音樂會圓滿成功,向晴知道自己應該為華少傑感到開心,反而陷入更深的自憐。幸好他沒有當場大喊她的名字,否則她應該會被他父母直接踢出音樂廳大門吧?
吳小慧知道她的心情,但當然不可能在此時戳破她,只能暗自嘆息,安慰地拍了拍她的手背。被男友忽略了,被眾人排擠了都沒關係,還有好朋友在啊!

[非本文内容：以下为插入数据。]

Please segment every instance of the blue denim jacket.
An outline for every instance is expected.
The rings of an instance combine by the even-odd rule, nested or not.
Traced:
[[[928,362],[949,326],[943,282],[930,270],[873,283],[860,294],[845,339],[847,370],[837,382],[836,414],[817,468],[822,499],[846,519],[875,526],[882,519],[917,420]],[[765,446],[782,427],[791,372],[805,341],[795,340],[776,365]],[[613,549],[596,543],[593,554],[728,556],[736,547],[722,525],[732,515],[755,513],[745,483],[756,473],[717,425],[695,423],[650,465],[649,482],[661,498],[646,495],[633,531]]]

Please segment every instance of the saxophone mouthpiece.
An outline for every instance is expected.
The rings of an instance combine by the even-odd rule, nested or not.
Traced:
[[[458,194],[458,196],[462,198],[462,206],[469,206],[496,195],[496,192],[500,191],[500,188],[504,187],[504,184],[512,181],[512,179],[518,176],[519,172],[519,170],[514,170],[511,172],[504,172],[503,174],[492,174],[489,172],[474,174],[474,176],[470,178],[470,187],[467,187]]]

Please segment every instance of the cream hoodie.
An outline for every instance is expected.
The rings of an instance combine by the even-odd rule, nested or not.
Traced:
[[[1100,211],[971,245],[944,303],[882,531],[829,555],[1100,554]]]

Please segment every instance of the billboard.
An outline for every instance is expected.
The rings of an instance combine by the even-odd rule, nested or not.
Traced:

台上台下兩樣心情,最後,舞台上的布幕落下,緩緩掩去台上四個人的身影,向晴的心,彷彿也被重重的簾幕壓在底下喘不過氣。
相較於她的低落心情,觀眾席卻由靜謐轉為熱烈,人人都喊着安可,足見華少傑的音樂有多麼吸引人。須臾,布幕再度拉起,現場馬上陷入瘋狂,只見台上只剩華少傑一人獨坐鋼琴前,等待眾人靜下來后,他落下第一個琴音時,向晴發現自己心上的簾幕,又被輕易地撥開一小角,為了這一絲卑微透進的光線,她幾乎要哭了。
這首歌,是她最熟悉的《Teals》,他終於還是用他的方式,在台上大聲喊出她的名字。
在向晴升上高三這一年,華少傑出國了。
他並沒有多解釋什麼,很瀟洒地飛走了,不過他教會她如何使用電腦視訊,讓她可以在每天晚上,和美國那頭的他聊上幾句。
因為有考大學的壓力,向晴課業繁重,每天都有考不完的試、讀不完的書,但她仍堅持每天晚上守在電腦前,就怕他突然興緻一來上線,她卻不小心錯過。
“天啊,你比苦守寒窯十八年的王寶釧還要堅貞啊!”吳小慧真是看不下去了,以前對華少傑白馬王子的幻想,早在他一次次對向晴的無心下而破滅。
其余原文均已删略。